The study now at the Holburne had never been exhibited in public, and was last sold over 150 years ago. The Holburne has also acquired the receipt from that sale in Edinburgh (below), dated 3 July 1860. Curiously, the painting in question is described by the dealer as “the first sketch of the portrait of the Blue Boy by Gainsborough.” Although Thomas Gainsborough’s 1770 response to Van Dyck has much in common with Arthur Atherley, it was still in the sitter’s possession in 1791, and unlikely to have been known to Lawrence.
The purchase for the Holburne Museum means that the Arthur Atherley study is now in the company of a number portraits which, like the Blue Boy, were painted by Thomas Gainsborough in Bath. Through loans, bequests and judicious purchases, the Holburne has been developing its reputation as a centre of excellence for eighteenth-century portraiture since the 1980s, with a collection that includes work by Zoffany, Ramsay, Wright of Derby and the great British miniaturists, as well as Bath artists like Gainsborough, Hoare and Barker. The presence of a painting by Lawrence now means that this important local artist is appropriately celebrated at the Holburne within the context of the eighteenth-century portraiture market, particularly that of Bath, which was then second only to London as an artistic and cultural centre. The oil sketch has a further link with the existing collection, since Arthur Atherley married the daughter of the 5th Marquess of Lothian. The Marquess’s sister, Emily Kerr, was painted as a young girl in Bath; her portrait by William Hoare.

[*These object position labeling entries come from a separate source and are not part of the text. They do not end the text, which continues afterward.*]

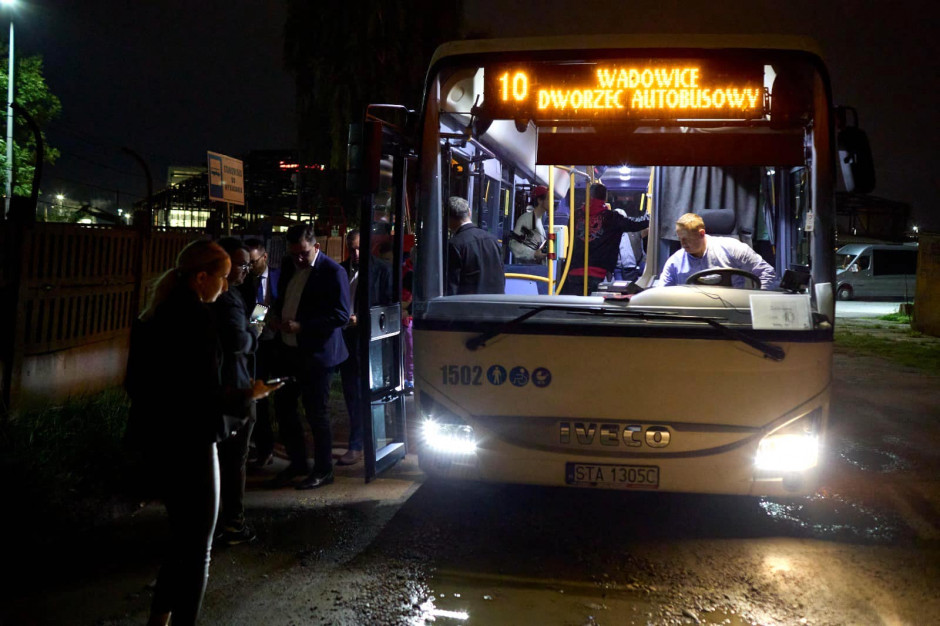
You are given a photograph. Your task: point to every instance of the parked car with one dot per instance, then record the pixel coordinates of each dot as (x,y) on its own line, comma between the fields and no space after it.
(876,271)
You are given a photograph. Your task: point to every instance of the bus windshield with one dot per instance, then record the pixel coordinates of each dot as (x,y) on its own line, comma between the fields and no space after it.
(580,165)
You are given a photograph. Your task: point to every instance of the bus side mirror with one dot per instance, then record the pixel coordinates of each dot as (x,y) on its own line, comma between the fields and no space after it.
(855,159)
(363,157)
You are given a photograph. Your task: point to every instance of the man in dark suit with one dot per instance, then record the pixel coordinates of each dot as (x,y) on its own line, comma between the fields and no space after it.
(261,288)
(309,314)
(474,260)
(380,293)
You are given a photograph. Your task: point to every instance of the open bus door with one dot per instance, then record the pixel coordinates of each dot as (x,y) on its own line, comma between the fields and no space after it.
(378,165)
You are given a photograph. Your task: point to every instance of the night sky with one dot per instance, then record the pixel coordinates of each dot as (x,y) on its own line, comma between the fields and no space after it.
(172,79)
(169,80)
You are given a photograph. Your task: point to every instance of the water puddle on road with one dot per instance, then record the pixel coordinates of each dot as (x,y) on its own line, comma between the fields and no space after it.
(873,458)
(836,518)
(461,598)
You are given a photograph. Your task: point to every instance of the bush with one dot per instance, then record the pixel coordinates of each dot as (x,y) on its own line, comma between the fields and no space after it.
(63,463)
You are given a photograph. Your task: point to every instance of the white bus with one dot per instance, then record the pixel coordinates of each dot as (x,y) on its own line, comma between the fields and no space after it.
(706,387)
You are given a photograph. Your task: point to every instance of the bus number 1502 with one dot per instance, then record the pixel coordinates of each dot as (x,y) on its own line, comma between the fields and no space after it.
(462,374)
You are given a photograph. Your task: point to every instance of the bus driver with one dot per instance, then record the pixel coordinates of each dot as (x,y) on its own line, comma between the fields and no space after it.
(701,252)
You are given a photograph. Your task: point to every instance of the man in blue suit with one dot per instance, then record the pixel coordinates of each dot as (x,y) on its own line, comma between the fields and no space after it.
(261,288)
(309,314)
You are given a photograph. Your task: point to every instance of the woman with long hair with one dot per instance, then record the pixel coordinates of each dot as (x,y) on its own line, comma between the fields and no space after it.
(178,414)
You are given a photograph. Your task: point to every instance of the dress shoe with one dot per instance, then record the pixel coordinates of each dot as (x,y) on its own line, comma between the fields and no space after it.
(350,458)
(286,477)
(263,460)
(314,481)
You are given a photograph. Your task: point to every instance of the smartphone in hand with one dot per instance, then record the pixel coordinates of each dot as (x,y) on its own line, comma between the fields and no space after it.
(283,380)
(258,314)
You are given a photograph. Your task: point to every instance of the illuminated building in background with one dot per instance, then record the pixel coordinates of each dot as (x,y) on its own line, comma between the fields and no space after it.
(270,195)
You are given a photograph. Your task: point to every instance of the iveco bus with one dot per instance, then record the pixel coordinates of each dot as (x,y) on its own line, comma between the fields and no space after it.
(709,387)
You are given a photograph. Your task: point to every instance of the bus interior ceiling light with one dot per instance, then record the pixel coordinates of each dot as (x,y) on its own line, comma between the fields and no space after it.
(451,438)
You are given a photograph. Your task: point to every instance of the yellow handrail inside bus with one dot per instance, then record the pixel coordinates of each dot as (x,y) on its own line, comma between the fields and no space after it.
(527,276)
(551,228)
(564,276)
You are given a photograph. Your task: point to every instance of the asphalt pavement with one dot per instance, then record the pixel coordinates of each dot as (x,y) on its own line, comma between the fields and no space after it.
(862,308)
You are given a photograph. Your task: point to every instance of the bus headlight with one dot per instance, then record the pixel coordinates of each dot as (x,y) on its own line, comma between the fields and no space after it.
(448,437)
(793,447)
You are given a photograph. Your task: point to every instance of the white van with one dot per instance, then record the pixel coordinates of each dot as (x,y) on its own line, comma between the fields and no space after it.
(876,271)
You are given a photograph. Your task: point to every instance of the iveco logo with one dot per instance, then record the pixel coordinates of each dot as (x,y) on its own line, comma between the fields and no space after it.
(631,435)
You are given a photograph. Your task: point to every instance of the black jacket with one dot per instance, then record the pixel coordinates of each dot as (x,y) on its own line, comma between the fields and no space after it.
(323,311)
(174,378)
(237,339)
(474,262)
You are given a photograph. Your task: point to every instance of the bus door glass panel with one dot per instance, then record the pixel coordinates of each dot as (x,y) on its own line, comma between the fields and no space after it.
(383,415)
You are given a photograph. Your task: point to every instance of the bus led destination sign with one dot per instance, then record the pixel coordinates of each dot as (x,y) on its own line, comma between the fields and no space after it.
(621,90)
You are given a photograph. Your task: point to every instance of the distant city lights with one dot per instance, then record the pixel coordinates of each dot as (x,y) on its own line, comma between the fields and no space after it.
(285,165)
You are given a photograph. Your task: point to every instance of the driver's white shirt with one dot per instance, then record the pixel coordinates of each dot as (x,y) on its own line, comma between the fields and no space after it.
(719,252)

The acquisition of the oil sketch of Arthur Atherley brings the Holburne one step closer to achieving a comprehensive display of eighteenth-century British portraiture while highlighting the local significance of Thomas Lawrence as a West Country hero. HLF funding has allowed us to embark on an innovative new Learning and Engagement programme, A New Portrait for Bath, inspired by Arthur Atherley, including a programme of artistic activities for school leavers and reminiscence work for the elderly based around the theme of leaving school. Plans are also underway for an exhibition of early work by Lawrence.
Arthur Atherley by Thomas Lawrence was acquired with support from the Art Fund, the Heritage Lottery Fund, and ACE/V&A Purchase Grant Fund, and donations from Friends, Patrons and visitors of the Holburne.